L'hospitalité

Publié le par Pierre-Yves

L'hospitalité

Nous sommes dans l’orient ancien, Abraham est assis à l’entrée de sa tente. Soudain, il lève les yeux et aperçoit trois hommes qui s’approchent. Le patriarche court au-devant d’eux, leur fait apporter de l’eau pour leur laver les pieds. Il les invite à se reposer à l’ombre d’un arbre, tandis qu’il court rapidement à son troupeau pour prendre un veau qu’il fait cuire par l’un de ses serviteurs. Il demande ensuite à sa femme Sara de faire des petits gâteaux pour offrir à ses invités. Genèse 18 v. 1 à 8

 

Au chapitre suivant, c’est Lot qui insiste auprès de deux hommes pour que ceux-ci passent la nuit dans sa maison.

Son hospitalité ne se limitait pas seulement à leur offrir un toit sur la tête, mais il leur fit également un festin.

Et il ira jusqu’à offrir ses deux filles pour protéger les deux hommes qui étaient désormais sous sa responsabilité. Genèse 19 v. 1 à 8

Nous autres occidentaux, sommes outrés devant une telle attitude du patriarche, mais à cette époque, l’hospitalité était un devoir sacré.

Il était alors d’usage d’accueillir, de nourrir, de loger, et même de protéger tout étranger qui venait à s’arrêter aux abords de sa maison.

 

Pour avoir exercé l’hospitalité, quelques-uns ont logés des anges (Hébreux 13 v. 12). C’était d’ailleurs l’expérience d’Abraham et de Lot.

Plus tard, la loi de Moïse va recommander de traiter avec égards les étrangers (Lévitique 19 v. 34).

 

Malheureusement, c’est une politesse qui se perd dans une société de plus en plus portée sur l’égoïsme. 2 Timothée 3 v. 1

Nous avons aujourd’hui toutes les bonnes raisons de ne pas être hospitalier envers notre prochain. Ce que nous entendons dans les nouvelles et voyons à la télévision nous incite bien au contraire à l’indifférence, et à la méfiance.

C’était déjà le cas du mauvais riche qui a fermé son cœur et sa maison au pauvre Lazare qui ne demandait qu’à se rassasier des miettes qui tombaient de la table du riche. Luc 16 v. 19 à 21

Le Seigneur nous enseigne dans le livre de Luc 14 v. 12 à 14, ce que doit être l’hospitalité chrétienne.

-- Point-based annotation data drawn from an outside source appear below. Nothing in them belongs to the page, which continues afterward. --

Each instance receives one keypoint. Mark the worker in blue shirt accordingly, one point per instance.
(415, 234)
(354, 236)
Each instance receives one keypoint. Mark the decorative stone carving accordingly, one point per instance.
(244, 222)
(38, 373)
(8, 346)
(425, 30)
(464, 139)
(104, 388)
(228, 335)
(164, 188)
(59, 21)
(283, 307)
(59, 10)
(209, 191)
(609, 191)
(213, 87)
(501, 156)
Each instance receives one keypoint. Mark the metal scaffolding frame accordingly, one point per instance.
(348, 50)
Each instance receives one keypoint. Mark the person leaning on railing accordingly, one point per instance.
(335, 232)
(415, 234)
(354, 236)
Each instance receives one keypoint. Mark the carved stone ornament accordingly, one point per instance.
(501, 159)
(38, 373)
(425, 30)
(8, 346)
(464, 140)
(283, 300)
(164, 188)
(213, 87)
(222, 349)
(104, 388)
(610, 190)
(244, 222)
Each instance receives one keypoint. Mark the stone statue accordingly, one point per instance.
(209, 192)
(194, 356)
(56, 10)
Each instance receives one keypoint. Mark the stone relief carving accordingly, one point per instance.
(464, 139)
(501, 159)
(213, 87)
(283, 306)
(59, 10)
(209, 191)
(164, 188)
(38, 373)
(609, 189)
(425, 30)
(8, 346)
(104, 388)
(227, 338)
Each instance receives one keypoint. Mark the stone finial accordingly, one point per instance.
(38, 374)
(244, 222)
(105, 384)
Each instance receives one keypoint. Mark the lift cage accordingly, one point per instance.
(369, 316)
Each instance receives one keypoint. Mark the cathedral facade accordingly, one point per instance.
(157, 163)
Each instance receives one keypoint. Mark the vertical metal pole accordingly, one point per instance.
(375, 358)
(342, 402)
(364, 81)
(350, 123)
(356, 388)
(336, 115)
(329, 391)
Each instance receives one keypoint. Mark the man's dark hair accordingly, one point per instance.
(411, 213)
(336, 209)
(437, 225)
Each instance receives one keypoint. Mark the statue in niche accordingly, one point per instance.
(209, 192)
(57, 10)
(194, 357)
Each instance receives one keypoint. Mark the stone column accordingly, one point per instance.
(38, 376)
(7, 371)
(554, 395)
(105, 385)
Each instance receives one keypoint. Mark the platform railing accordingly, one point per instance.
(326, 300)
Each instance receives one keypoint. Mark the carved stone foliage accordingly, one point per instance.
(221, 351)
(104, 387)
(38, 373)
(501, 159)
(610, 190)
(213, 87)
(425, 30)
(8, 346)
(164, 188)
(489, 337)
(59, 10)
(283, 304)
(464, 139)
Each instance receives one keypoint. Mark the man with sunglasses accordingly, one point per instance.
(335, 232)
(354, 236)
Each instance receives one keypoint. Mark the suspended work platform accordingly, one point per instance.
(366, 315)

Il ne s’agit pas d’ouvrir sa porte à ceux qui peuvent à leur tour nous rendre la pareille, mais l’hospitalité doit s’exercer en premier lieu envers ceux qui sont dans le besoin.

C’est un devoir, et non une option de la vie chrétienne, il suggère l’amour des étrangers.

 

Une merveilleuse promesse est attachée à l’exercice de l’hospitalité. Matthieu 10 v. 40 à 42

Accueillir son frère, c’est manifester l’hospitalité envers le Christ, et de plus en recevant un homme de Dieu pour sa qualité de « prophète », une récompense de prophète.

Nous avons de bonnes raisons finalement de ne pas suivre le courant de ce monde en fermant notre cœur par crainte de préjudice.